What is it?
The prices of petrol and diesel in Indian cities have risen to their highest level since late 2013. This has come as a surprise to many since the price of crude oil, a major ingredient in the production of domestic fuels, is now significantly lower than what it was in late 2013. It is notable that Brent crude oil was trading at over $100 a barrel in 2013, compared to its current price of $75.
Even when international crude oil prices fell steeply in 2014 and 2015 — as low as $30 — domestic fuel prices failed to come down as much. Whenever crude oil prices have increased, the prices of domestic fuels have been raised steadfastly.
How did it come about?
There is no strict rule that lower international crude oil prices must lead to lower domestic fuel prices. This is because, under a free pricing regime, petrol and diesel are priced according to what consumers are willing to pay rather than based on input costs. At the same time, there are other ways in which input costs can indirectly influence the retail price.
When the price of crude oil is high, oil companies are forced to cut down on their supply to the retail market in order to drive up the prices to competitive levels. It is worth noting that crude oil prices have been on an upward trajectory ever since January 2016 when it hit rock bottom; the agreement between members of the Organisation of the Petroleum Exporting Countries (OPEC) to cut down production in late 2016 has added to its momentum.
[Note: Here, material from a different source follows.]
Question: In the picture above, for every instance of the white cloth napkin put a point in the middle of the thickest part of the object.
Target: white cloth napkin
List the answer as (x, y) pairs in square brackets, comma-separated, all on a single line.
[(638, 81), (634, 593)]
High taxes are another factor that can discourage producers from bringing enough supply to the retail market, leading to higher prices. This has predominantly been the case in India. When crude oil prices fell drastically in 2014 and 2015, for instance, the government increased the amount of taxes by more than Rs. 10 a litre on both petrol and diesel. While this increased the amount of revenue collected by the government, it prevented retail fuel prices from falling as much as international crude oil prices.
Why does it matter?
The rising prices of petrol and diesel increase the burden on citizens, affecting to some extent the government’s popularity. It also quite often brings into question the government’s policy when it comes to taxing basic fuels. More than half of the money that is paid by the consumer goes to the government in the form of taxes. Some have speculated that the government might compromise on its fuel deregulation policy, which allows oil marketing companies (OMCs) to price their output freely.
Not surprisingly, the shares of the government-owned OMCs have witnessed a sharp fall in recent weeks. The current price rise will thus act as a litmus test for the government’s commitment to reforms in the energy sector. Further, to the extent rising fuel prices have to do with the decreasing supply in the world market, it has a negative impact on economic growth.
What lies ahead?
The price of domestic petrol and diesel going forward is likely to depend on the price of crude oil in the international market as well as the policy preferences of the government as it heads into a series of elections in 2018 and 2019. While rising geopolitical tensions have been used to explain the rise in crude oil prices this month, where oil prices are headed next is anybody’s guess.
The oil bulls believe that OPEC countries will drive oil prices even higher in order to meet their increasing revenue needs. The sceptics of the recent rally, on the other hand, expect American shale oil producers to rein in any further rise in oil prices quite soon. If international crude oil prices fail to stabilise or fall, the government may decide to look at either reducing taxes on these fuels or forcing OMCs to incur losses by selling at lower prices.